Die Pissoirs in Mundform in einem neuen Club in Potsdam sorgen für Gesprächsstoff. Zu Recht werden die Männertoiletten kritisiert, meint PNN-Autor Marco Zschieck. Männer sind vor dem Pissoir eher von schlichter Natur, entgegnet PNN-Autor Alexander Fröhlich - und versteht die Aufregung nicht.

PRO: Eine Frage des Geschmacks, der persönlichen Werte oder des Anstands

Potsdam - Rechtlich ist die Sache klar. Natürlich kann sich ein privater Bauherr ein Pissoir ganz nach seinem Geschmack montieren lassen. In sein Geschäft kann ihm da niemand hineinreden. Aber mal im Ernst: Wie kommt man nur auf die Idee, ein Urinal in der Form eines offenen Frauenmunds in einem Lokal aufzuhängen? Wie kann man annehmen, dass das witzig oder originell sein soll? Ganz offenbar fehlt es da an kritischer Selbstreflexion, an der Fähigkeit, sich in andere hineinversetzen zu können, die so etwas dann doch ziemlich widerlich finden. Das gilt für den Betreiber des Clubs „Pirschheide“ genauso wie für die Fitnessstudio-Kette „John Reed“. Zu Recht wird die bunte Keramik nun nicht nur vom Frauenpolitischen Rat des Landes Brandenburg, sondern auch von den Potsdamer Grünen kritisiert, die die Pissoirs mit dem Namen „Kisses“ am liebsten wieder abgebaut sähen.
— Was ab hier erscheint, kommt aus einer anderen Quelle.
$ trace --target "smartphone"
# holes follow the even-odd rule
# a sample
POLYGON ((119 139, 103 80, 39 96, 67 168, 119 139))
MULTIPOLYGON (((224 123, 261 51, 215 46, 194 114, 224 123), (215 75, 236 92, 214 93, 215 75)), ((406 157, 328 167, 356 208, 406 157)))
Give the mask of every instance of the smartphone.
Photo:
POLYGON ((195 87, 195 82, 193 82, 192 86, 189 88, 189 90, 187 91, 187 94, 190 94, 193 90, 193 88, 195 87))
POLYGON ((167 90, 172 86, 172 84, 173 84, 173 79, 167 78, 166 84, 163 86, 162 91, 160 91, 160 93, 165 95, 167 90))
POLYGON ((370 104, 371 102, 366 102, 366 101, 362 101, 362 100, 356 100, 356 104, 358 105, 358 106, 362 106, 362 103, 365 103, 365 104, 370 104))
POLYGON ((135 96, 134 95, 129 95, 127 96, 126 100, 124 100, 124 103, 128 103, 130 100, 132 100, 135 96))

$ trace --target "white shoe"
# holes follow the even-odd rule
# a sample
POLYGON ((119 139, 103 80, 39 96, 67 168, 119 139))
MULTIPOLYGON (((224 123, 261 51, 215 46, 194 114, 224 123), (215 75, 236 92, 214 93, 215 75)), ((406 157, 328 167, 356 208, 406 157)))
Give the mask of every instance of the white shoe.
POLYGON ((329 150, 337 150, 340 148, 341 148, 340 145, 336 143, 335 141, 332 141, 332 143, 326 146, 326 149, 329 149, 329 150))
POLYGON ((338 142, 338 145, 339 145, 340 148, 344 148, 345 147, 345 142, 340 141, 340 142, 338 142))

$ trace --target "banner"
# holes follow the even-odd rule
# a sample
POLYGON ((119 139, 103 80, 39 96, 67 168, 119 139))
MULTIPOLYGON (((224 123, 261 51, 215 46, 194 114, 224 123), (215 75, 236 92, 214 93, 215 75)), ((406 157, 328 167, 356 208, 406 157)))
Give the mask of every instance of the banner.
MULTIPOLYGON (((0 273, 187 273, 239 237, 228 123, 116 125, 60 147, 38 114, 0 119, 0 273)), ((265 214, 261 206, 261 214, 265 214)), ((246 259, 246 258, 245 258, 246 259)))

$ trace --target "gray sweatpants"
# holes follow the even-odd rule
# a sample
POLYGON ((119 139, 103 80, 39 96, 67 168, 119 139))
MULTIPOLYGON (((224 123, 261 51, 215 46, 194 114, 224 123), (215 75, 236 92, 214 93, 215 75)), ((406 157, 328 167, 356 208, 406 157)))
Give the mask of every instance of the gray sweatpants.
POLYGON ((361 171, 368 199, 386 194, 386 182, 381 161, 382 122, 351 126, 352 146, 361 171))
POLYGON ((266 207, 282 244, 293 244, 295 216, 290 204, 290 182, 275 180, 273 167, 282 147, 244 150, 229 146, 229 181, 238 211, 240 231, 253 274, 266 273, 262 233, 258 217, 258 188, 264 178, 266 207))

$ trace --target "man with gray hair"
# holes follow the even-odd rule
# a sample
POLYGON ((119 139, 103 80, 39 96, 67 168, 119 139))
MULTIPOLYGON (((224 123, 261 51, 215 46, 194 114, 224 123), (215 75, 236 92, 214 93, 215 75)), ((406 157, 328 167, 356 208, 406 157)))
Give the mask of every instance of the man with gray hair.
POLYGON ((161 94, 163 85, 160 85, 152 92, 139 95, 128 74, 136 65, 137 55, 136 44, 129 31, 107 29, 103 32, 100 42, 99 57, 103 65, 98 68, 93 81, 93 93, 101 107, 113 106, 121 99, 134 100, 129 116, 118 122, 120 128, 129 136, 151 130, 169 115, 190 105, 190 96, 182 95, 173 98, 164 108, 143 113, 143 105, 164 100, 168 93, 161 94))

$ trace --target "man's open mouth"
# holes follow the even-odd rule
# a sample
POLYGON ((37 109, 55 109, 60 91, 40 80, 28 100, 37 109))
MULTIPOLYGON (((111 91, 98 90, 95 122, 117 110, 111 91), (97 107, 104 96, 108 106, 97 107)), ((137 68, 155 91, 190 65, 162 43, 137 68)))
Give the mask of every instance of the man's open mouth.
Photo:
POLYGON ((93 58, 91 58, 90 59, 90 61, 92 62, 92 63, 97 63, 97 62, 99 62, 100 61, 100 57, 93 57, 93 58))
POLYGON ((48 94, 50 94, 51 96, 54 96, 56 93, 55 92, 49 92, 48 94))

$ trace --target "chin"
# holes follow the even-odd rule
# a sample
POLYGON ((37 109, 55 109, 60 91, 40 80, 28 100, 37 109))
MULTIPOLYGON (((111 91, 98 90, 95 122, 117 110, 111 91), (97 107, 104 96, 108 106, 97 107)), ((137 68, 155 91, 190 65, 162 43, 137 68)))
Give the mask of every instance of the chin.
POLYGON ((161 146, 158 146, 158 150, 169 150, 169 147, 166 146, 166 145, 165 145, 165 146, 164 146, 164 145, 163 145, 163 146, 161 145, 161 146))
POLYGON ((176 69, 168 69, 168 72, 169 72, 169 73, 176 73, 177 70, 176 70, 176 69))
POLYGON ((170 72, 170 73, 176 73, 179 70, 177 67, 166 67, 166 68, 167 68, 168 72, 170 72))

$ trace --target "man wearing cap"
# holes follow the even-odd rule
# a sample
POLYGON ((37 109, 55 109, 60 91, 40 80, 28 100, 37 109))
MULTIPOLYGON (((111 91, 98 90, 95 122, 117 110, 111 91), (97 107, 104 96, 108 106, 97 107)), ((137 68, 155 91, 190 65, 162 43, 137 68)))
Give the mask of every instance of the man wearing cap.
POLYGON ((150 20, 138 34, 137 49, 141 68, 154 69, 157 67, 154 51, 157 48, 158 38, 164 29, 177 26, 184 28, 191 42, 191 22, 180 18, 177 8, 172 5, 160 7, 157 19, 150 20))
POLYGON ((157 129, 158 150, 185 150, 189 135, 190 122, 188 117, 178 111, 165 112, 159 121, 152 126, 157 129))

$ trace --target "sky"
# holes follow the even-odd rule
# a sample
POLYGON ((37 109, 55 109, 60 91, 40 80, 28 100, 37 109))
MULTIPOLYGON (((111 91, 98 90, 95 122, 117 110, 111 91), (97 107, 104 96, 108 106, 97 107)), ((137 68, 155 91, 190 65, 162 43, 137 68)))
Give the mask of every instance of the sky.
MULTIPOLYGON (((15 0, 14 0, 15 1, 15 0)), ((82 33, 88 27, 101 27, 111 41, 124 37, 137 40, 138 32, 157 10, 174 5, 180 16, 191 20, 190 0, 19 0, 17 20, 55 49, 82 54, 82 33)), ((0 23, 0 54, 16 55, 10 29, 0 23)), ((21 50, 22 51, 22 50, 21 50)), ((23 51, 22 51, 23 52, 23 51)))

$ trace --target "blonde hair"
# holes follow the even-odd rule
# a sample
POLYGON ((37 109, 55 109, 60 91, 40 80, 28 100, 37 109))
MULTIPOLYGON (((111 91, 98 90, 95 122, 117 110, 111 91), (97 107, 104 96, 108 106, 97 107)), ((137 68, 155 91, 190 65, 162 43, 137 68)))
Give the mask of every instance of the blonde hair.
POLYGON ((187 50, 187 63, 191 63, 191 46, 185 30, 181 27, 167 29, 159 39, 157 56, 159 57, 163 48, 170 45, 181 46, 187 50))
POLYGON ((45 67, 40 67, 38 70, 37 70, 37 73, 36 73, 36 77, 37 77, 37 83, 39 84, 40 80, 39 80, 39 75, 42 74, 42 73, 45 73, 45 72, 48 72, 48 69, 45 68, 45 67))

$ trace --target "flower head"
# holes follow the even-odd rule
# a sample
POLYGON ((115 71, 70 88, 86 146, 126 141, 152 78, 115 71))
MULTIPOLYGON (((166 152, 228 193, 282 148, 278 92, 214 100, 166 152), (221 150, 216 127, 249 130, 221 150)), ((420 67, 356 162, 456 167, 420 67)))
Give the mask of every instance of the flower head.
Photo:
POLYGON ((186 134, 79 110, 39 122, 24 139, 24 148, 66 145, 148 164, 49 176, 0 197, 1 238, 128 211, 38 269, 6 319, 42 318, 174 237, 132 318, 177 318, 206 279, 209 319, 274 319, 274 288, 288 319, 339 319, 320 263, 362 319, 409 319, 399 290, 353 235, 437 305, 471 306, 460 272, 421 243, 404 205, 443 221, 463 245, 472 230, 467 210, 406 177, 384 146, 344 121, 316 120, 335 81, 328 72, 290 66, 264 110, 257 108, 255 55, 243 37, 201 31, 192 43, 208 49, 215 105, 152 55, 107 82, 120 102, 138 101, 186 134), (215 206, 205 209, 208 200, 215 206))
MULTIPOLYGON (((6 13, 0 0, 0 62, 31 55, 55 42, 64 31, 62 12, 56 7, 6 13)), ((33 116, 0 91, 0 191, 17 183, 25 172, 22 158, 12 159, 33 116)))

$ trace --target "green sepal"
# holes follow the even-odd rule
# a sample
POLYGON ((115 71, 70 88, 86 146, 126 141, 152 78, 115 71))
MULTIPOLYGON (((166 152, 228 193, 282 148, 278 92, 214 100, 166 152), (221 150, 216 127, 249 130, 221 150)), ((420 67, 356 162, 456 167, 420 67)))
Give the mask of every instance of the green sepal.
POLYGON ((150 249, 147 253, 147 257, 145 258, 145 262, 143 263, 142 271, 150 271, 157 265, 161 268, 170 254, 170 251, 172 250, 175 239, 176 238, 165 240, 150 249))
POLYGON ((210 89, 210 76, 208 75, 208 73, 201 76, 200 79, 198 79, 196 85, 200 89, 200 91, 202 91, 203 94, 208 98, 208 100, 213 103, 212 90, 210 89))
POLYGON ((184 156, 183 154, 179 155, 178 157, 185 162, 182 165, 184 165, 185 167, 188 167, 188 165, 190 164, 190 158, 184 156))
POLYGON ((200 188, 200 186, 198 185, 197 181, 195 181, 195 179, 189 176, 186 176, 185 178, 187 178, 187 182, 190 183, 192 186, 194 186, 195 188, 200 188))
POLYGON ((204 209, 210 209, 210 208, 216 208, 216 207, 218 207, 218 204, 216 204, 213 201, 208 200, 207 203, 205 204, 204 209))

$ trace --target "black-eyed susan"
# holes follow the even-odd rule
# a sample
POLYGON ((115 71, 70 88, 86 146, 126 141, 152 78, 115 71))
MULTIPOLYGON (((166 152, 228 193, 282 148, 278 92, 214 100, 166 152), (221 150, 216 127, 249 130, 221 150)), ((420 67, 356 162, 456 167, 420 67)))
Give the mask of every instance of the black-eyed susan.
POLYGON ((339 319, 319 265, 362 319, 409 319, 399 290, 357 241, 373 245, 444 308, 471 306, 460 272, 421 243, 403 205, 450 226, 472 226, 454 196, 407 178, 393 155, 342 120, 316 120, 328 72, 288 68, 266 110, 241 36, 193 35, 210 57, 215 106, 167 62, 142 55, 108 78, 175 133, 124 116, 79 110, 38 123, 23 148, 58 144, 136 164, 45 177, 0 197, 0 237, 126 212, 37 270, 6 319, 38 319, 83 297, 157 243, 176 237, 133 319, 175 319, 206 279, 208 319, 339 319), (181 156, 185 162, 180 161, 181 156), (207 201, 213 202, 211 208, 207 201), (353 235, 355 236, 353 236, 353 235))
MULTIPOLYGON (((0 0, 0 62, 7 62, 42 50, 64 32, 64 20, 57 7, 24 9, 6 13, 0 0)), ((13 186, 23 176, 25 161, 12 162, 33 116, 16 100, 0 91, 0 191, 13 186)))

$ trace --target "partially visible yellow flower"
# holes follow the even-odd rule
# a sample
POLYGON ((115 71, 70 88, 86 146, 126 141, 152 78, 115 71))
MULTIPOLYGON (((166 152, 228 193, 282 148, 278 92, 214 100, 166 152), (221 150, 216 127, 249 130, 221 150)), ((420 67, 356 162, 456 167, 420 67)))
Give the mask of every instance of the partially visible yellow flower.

Die Sanitärinstallation sei abstoßend, zutiefst diskriminierend und frauenfeindlich. Über die Frauenfeindlichkeit und die Diskriminierung kann es in diesem Fall eigentlich keine zwei Meinungen geben. Darüber, ob man das abstoßend findet, hingegen schon. Das ist dann eben eine Frage des Geschmacks, der persönlichen Werte oder des Anstands.

Weder der Club noch das Fitnessstudio können gezwungen werden, ihre Toiletten umzubauen, solange sie mit der Installation nicht gegen geltendes Recht verstoßen. Allerdings sind beide ja für die Nutzung durch – zahlende – Besucher gedacht. Niemand wird gezwungen, dort überhaupt hinzugehen. Vielleicht lohnt es sich für die Betreiber, mal darüber nachzudenken, welche Klientel sie ansprechen wollen und welche ihre Örtchen möglicherweise meiden, weil ihnen die Gestaltung stinkt. Marco Zschieck

CONTRA: Männer sind vor dem Pissoir von schlichter Natur

Diese Pissoirs in den Männertoiletten der Klubs und Bars: Abgesehen von irgendwelchen bunten Bildern, zuweilen Fahrstuhlmusik, geben die Becken selbst Auskunft über das herrschende Männerbild. Und danach sind Männer reichlich infantil und müssen beim Urinieren geleitet werden. Das Ziel soll keinesfalls verfehlt werden. Da helfen dann aufgeklebte Fliegen. Oder ein kleines Tor mit Ball am Band. Damit bloß nichts daneben geht. Aber erst jetzt ist die Zeit gekommen, darüber nachzudenken – mit der ausgerechnet in Potsdam aufgeworfenen Debatte um Pissoirs in einem neuen Klub. Denn eigentlich denken Männer, zumal im Klub, meist noch nach Alkoholgenuss, kaum darüber nach, in was für ein Pissoir sie nun ihr kleines Geschäft verrichtet. Männer sind zuweilen von schlichterer Natur. Sicherlich mag man die im Klub „Pirschheide“ installierten Pissoirs in Form eines Frauenmundes nicht originell finden. Sind sie auch nicht. Geschmacklos obendrein. Wer aber meint, Mann denke beim Urinieren in besagtes Pissoir an Oralsex, an jederzeit verfügbare Frauen, erwartet zu viel.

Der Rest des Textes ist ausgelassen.